Das Landgericht hat auf die sofortige Beschwerde des Betroffenen mit Beschluss vom ... ... 2002 festgestellt, dass die Abschiebungshaft vom ... 2002 bis zum ... 2002 rechtswidrig gewesen sei. Im Übrigen hat es die sofortige Beschwerde zurückgewiesen. Die dem Betroffenen in beiden Instanzen entstandenen notwendigen Auslagen hat es dem Land Berlin nicht auferlegt.

Zur Begründung hat es u.a. ausgeführt, dass zugunsten des Betroffenen für die Zeit vom ... – ... 2002 ein Aufenthaltsgestattungsrecht gemäß § 55 Abs. 1 Satz 1 AsylVfG bestanden habe. Dieses entstehe mit jedem Asylgesuch im Sinne des § 13 Abs. 1 AsylVfG. Ein solches Gesuch habe der Betroffene jedenfalls in seiner Anhörung vor dem Amtsgericht Schöneberg am ... 2002 vor Erlass des Haftbeschlusses gestellt. Das Aufenthaltsgestattungsrecht sei allerdings durch die – den Asylantrag als offensichtlich unbegründet ablehnende – Entscheidung in dem Bescheid des Bundesamtes für die Anerkennung ausländischer Flüchtlinge vom ... 2002 erloschen. Für die zu treffende Entscheidung sei der Sachstand zum Zeitpunkt der Beschwerdeentscheidung maßgeblich. Im Hinblick darauf (und zwar ab dem ... 2002) lägen die Voraussetzungen für eine Haftanordnung vor. Wegen der weiteren Einzelheiten wird auf den Beschluss (Bl. 164 – 171 d.A.) verwiesen.

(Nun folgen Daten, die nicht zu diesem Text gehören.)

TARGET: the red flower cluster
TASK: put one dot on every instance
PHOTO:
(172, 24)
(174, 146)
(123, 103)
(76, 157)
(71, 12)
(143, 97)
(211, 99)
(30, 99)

Der Betroffene hat gegen den Beschluss des Landgerichts sofortige weitere Beschwerde insoweit eingelegt, als das Landgericht die sofortige Beschwerde hinsichtlich des Haftzeitraumes vom ... bis ... 2002 zurückgewiesen hat. Zuletzt hat der Betroffene die Feststellung der Rechtswidrigkeit für den vorgenannten Zeitraum beantragt.

II.

Durch den Ablauf des vom Landgericht festgesetzten Haftzeitraumes nach Einlegung der sofortigen weiteren Beschwerde ist eine Erledigung der Hauptsache eingetreten (vgl. BGHZ 109, 108, 110). Dem hat der Betroffene in verfahrensrechtlich gebotener Weise Rechnung getragen, als er einen Antrag auf Feststellung der Rechtswidrigkeit gestellt hat (vgl. BVerfG NJW 2002, 2456).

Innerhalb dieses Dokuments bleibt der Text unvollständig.